Tricia Drummond opened her eyes, staring at a group of people that were staring down at her. She wasn’t sure how she ended up on the Verizon Center floor. She didn’t know why she was bleeding, because she didn’t feel any pain. She had no clue that a puck had flown from the rink and rocketed off her right temple, knocking her unconscious in the third period of the Washington Capitals’ game against the Philadelphia Flyers on Saturday afternoon.
Or that a nasty gash had opened up over her eye.
It wasn’t the first puck she had taken to the head, having played hockey since she was eight years old, growing up in New Jersey and then in Central Virginia as an adult. But that rubber bounced off her helmet; this puck ripped open her forehead.
“My worst hockey injury, and I was a spectator. Go figure,” Drummond told Yahoo Sports on Monday.
EMS workers took Drummond down to a medical room in the arena, where her injury was examined. It was determined she needed stitches.
Then she heard Alex Ovechkin tie the game in the final minute of the third period to complete a three-goal rally against the Flyers.
“I’ll get stitches later,” she said.
So Drummond returned to her seat near the glass and the Flyers’ bench, wearing a blood-stained Ovechkin sweater and with gauze pressed tightly on her gaping wound. From there she watched Washington win in a (thankfully short) shootout, 5-4.
She had driven over two hours from Williamsburg to witness one of the Capitals’ biggest wins this season. She left with quite an unexpected souvenir.
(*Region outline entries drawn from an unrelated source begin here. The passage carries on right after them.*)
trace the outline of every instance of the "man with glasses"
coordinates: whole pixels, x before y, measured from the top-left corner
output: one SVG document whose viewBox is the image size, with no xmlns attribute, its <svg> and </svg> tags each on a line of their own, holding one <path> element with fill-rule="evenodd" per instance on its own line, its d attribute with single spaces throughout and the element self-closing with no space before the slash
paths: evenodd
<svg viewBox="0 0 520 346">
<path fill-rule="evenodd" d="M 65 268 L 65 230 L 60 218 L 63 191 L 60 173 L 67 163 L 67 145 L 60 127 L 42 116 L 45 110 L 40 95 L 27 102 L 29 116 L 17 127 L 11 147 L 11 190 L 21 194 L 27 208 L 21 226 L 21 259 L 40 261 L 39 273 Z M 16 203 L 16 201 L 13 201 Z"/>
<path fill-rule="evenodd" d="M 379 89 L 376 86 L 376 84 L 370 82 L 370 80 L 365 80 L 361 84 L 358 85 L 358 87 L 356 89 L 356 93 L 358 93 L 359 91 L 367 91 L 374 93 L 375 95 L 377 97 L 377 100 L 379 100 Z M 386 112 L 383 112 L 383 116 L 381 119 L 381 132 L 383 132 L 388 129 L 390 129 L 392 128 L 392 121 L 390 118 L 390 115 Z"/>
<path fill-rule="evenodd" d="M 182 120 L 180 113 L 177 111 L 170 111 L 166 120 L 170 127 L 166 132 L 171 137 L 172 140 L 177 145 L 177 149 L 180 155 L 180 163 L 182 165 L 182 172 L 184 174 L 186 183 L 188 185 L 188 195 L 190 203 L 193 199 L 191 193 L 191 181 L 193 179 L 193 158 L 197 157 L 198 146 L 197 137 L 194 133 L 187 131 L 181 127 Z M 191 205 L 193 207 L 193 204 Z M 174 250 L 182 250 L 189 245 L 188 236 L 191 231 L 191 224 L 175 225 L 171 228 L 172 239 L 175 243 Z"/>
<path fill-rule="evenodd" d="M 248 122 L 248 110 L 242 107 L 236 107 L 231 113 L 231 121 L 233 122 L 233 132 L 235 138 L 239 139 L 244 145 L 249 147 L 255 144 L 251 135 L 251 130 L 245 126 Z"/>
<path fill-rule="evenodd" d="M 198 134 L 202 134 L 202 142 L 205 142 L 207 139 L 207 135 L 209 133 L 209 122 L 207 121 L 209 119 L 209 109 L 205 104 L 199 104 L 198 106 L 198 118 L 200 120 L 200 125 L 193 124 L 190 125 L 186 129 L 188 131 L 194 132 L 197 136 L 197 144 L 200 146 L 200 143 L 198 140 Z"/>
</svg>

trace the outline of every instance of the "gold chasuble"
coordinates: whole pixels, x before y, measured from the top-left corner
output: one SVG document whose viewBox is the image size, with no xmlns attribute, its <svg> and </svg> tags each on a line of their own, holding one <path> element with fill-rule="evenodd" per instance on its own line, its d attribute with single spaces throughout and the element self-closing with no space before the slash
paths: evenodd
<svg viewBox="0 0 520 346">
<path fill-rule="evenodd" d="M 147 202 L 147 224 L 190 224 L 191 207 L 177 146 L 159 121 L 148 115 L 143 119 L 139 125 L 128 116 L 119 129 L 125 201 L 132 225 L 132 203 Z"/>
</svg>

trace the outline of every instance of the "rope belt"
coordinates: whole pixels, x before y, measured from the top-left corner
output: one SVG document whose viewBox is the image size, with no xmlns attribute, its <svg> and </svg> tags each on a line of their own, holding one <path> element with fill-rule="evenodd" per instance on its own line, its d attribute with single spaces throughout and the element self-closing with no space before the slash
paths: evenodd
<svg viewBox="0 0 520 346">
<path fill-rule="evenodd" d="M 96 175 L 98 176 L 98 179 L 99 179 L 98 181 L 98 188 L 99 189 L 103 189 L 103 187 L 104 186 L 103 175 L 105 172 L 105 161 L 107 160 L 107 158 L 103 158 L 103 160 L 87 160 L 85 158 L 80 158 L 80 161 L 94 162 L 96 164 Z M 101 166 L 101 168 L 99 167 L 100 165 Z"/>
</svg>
This is a testament to two things: true fan dedication and the insanity of hockey fans. No big deal, Tricia takes a solid rubber death brick off the dome. It knocks her out cold, breaks open her head, and probably gives her a concussion, but it couldn’t take away the dedication to her team. When you select a favorite team, whether it be by location, or choice, you stick by that team! Nothing in the world gets between you and the team you would give your last breath for. Tricia Drummond oozes what it means to be a “fan”. She walks the walk, talks the talk, and takes pucks off the noggin and keeps on truckin’.
This should also be a wakeup call to all sports fans out there. Next time you think to call someone out on their fanship, think about Tricia. Think about how when her head was split open there was no way she was missing Ovie and the gang beat the bad guys. Then take a good look at yourself before you start passing judgement.